Microscope Toolset

Microscope Toolset is a research platform that connects a Claude Code AI agent to a real or virtual microscope through an MCP server embedded in a napari GUI. The agent can control real or simulated hardware, execute image-analysis code, query a curated knowledge database, and track complete experiment sessions — all from a natural-language prompt.

Key features

MCP server — exposes microscope control, image acquisition, and analysis as Claude-callable tools over HTTP
Napari plugin — control panel to start/stop the server, monitor hardware state, and review sessions
Hardware abstraction — supports real hardware via pymmcore-plus / pymmcore-proxy and simulated hardware via virtual-microscope
Code execution with guardrails — agents submit Python code that is checked (AST + runtime) for unsafe patterns before running; built-in guards for CMMCorePlus misuse and Cellpose parameter ranges
Self-learn loop — library of ready-made analysis modules (cell detection, tracking, morphometry, workflows) the agent can invoke or learn from
Benchmarking — simulation-based evaluation of agent performance across reproducible virtual-microscope scenarios
Experiment tracking — captures every Claude Code turn, tool call, and result into a timestamped folder for offline review and replay

⚠️ Security & Liability Warning

This toolset gives an LLM agent direct access to your computer: it can execute arbitrary Python code, read and write files, control microscope hardware, and install packages into your Python environment.

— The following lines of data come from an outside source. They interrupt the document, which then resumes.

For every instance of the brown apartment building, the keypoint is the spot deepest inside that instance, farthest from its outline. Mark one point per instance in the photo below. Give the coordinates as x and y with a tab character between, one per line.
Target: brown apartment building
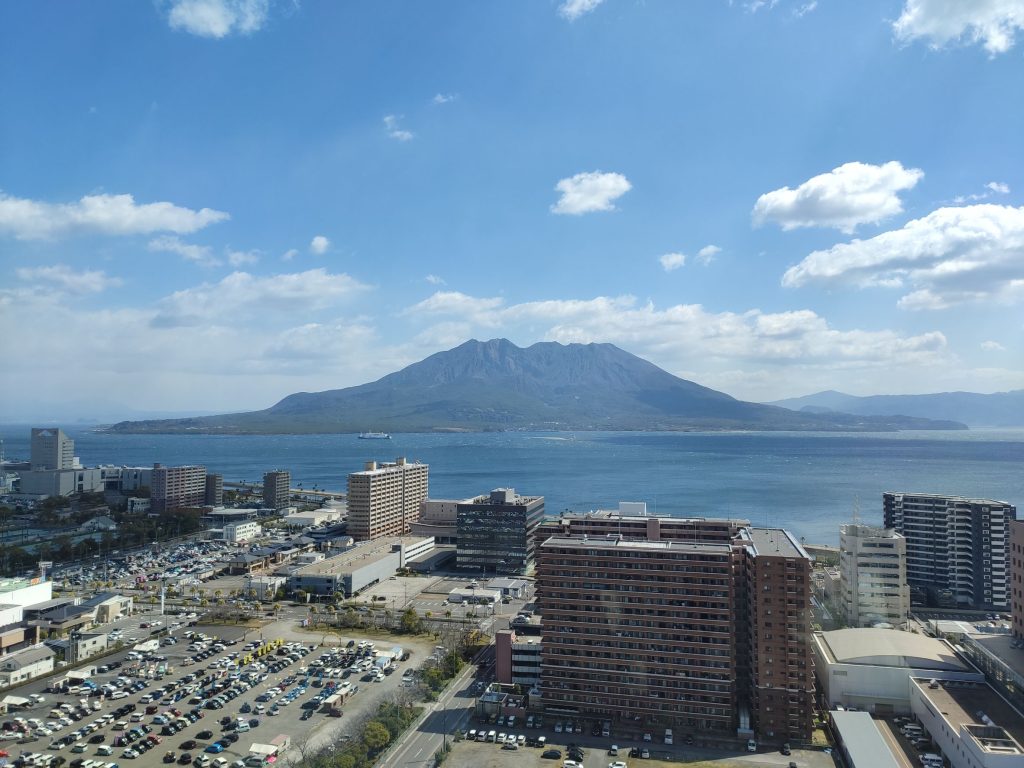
385	499
673	625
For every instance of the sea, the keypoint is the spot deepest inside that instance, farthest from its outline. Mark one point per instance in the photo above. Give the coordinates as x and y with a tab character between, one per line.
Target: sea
809	483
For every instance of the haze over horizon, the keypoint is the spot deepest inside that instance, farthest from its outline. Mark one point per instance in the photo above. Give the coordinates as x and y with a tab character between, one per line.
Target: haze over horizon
208	205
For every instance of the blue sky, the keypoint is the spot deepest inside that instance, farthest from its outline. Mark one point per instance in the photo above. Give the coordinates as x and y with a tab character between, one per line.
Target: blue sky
207	205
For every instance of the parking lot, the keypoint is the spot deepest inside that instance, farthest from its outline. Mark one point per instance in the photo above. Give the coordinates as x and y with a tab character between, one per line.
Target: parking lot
185	701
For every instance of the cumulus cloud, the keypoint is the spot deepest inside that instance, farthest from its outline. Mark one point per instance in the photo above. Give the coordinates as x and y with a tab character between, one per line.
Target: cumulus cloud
586	193
391	126
62	279
849	196
218	18
318	245
572	9
951	256
672	261
103	214
993	24
707	254
202	255
242	293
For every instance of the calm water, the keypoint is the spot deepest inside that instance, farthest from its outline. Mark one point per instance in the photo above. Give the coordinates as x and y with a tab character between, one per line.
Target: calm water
809	483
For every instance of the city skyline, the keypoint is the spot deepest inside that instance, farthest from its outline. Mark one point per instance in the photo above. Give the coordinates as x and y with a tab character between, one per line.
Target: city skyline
213	204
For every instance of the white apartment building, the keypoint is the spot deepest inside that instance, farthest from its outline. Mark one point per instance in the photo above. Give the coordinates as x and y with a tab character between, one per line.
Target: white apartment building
872	576
384	499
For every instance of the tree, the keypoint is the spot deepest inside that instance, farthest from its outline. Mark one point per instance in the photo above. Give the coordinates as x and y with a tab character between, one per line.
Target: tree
376	735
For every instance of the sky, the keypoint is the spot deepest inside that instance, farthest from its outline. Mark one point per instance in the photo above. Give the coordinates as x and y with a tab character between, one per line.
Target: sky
207	205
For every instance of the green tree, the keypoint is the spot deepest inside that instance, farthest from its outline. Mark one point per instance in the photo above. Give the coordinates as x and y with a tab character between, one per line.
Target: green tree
376	735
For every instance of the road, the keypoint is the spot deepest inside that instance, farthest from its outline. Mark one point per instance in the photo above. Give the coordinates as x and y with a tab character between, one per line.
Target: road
451	712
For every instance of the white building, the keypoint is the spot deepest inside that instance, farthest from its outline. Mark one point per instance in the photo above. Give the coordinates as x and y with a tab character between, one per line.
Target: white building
242	530
970	723
870	669
26	665
872	576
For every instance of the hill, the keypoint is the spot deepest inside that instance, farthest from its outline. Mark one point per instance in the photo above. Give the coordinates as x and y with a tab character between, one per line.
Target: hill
496	385
997	410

You are responsible for reviewing every action the agent proposes before approving it. In particular:

The install_packages tool will install packages directly into your active conda/uv environment. Only approve packages you recognise and trust.

The execute_python_code tool runs code with the same privileges as your user account.

The author(s) of this project accept no responsibility for any damage, data loss, security incident, or unintended hardware interaction that may result from using this software. Use it at your own risk.

How to get started

Clone the repository first:

git clone https://github.com/ddd42-star/microscope-toolset.git
cd microscope-toolset

Then set up a Python 3.12 environment using either conda or uv:

Option A — Conda (Anaconda / Miniconda / Mamba)

conda create -n microscope-toolset python=3.12
conda activate microscope-toolset
pip install -r requirements.txt
pip install -e .

Option B — uv

Install uv if you don't have it yet:

pip install uv

Create the environment:

uv venv --python 3.12
# Windows
.venv\Scripts\activate
# macOS / Linux
source .venv/bin/activate

Install from pyproject.toml (recommended with uv):

uv sync           # installs all dependencies defined in pyproject.toml
uv sync --extra dev  # also includes pytest, pre-commit, coverage, …

uv sync reads [tool.uv.sources] in pyproject.toml to resolve virtual-microscope and pymmcore-proxy from git automatically. If you have local clones of those packages in the project folder, switch the relevant lines in [tool.uv.sources] to path sources — see the comments in pyproject.toml.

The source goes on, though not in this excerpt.